Prescribed amounts of specialized formula for infants rose three-fold in England from 2007-2018, with similar trends in other regions of the UK, they discovered.
Co-author Dr Robert Boyle, from Imperial, argued that the rise may have been caused by ‘formula industry marketing’.
There has been a massive spike in the number of infants prescribed special, dairy-free formula which is often far more sugary than milk-based products (file image)

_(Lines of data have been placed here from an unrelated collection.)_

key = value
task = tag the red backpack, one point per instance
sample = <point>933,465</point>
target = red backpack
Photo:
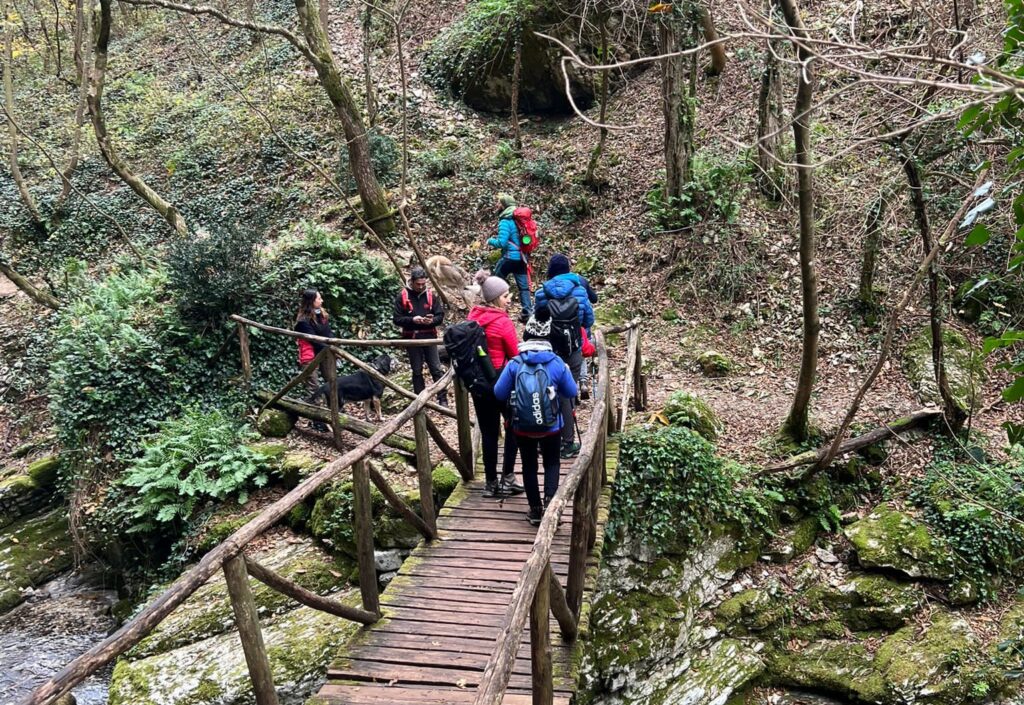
<point>524,222</point>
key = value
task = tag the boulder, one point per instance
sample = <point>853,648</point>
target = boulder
<point>893,540</point>
<point>274,423</point>
<point>32,551</point>
<point>963,362</point>
<point>685,409</point>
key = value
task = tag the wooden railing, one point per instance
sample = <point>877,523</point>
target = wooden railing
<point>538,591</point>
<point>228,555</point>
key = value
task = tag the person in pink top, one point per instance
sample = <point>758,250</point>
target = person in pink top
<point>503,344</point>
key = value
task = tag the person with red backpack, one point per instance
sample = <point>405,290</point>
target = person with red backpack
<point>515,250</point>
<point>418,313</point>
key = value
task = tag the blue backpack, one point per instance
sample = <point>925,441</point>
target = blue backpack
<point>534,403</point>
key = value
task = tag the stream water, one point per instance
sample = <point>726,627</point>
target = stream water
<point>59,621</point>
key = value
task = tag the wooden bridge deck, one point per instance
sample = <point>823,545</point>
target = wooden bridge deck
<point>443,610</point>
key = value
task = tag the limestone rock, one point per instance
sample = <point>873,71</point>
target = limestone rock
<point>891,539</point>
<point>274,423</point>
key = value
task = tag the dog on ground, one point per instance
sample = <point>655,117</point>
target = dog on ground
<point>360,386</point>
<point>453,278</point>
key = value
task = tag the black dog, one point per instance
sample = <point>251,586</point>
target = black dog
<point>359,386</point>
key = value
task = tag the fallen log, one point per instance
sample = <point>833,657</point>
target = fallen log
<point>309,411</point>
<point>918,418</point>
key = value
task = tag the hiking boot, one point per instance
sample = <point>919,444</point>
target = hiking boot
<point>510,486</point>
<point>495,489</point>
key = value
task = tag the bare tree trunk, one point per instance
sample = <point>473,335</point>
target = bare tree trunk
<point>954,415</point>
<point>595,156</point>
<point>718,57</point>
<point>375,204</point>
<point>678,83</point>
<point>8,92</point>
<point>797,423</point>
<point>770,177</point>
<point>121,168</point>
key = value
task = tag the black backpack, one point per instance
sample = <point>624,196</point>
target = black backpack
<point>467,347</point>
<point>565,336</point>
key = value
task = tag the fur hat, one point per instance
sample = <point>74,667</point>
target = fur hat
<point>537,329</point>
<point>558,264</point>
<point>491,287</point>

Imperial College London found researchers drank nearly 11million liters of expensive formulas in England in 2018. The figure was 2.8 times more than the less than 4million liters prescribed to children aged under one in 2007, they found in a study
WHY IS BREAST BEST, ACCORDING TO EXPERTS?
Mothers are urged to breastfeed, if possible, in order to give their infants the maximum dose of nutrients.
Bottle-feeding can be costly for many parents struggling to cope with the financial burden of a new baby.
Formula milk also has varying levels of nutrients, decided by the provider.
And it is often not easy for babies to digest.
However, babies who consume both breast milk and formula may not get enough vitamin D and still need drops or mothers who take supplements.
Many women who breastfeed incorrectly believe that this gives babies all the nutrients they need, said Dr. Carol Wagner of the Medical University of South Carolina in Charleston.
Amounts more than doubled in Norway between 2009 and 2020, and trebled in Australia from 2001-2012.
Dr Boyle warned the trend could increase childhood obesity rates.
More than a quarter of under fives are overweight or obese in the UK — rising to four in ten eleven year olds. Around one-in-four five year-olds already have cavities.
Cow’s milk allergy is estimated to affect up to one per cent of under-twos.
Specialized products have been developed as alternatives to formula containing powdered milk.
The study, published in Clinical and Experimental Allergy in May, tracked national prescription data in England from 1991 to 2020 for babies in all three countries.
Researchers modeled the expected prescription rate based on assuming one per cent of all under-ones each year would require the formula.
This was compared to the actual prescription numbers across three different types of formula: soy, extensively hydrolysed formula and amino acid formula.
Total prescriptions soared 2.8-fold in England from 2007 to 2018 — with similar trends in other regions of the UK.
Amino acid formulas — which are of particular concern due to higher sugar levels — soared by 6.7 per cent in the country.
The number of all specialized formulas prescribed rose 2.2-fold in Norway from 2009 to 2020 and 3.2-fold in Australia between 2001 and 2012.
Dr Boyle said: ‘These data suggest high levels of milk allergy over-diagnosis and mark an important shift in early child nutrition.
‘Unnecessary specialized formula use may make a significant contribution to free sugars consumption in young children.’
Dr Boyle argued the over-diagnosis ‘appears to have been fueled by formula industry marketing activities’.
Mother’s milk contains nutrients that protect babies against infections — and even cot death. It also reduces their risk of heart disease later in life.
Dr Boyle said: ‘While specialized formula is reasonably well tolerated by most infants, and supports nutrition and growth, there are significant differences from standard formula or human breast milk.
‘In specialized formula products, the lactose naturally present in breastmilk or cow’s milk is partially or completely replaced by alternative carbohydrate sources, often free sugars such as glucose or sucrose.
‘High free sugars intake is an important risk factor for obesity and dental decay and a major public health issue.
‘Thus, it’s conceivable unnecessary use of specialized formula may have important public health consequences that have not been studied to date.’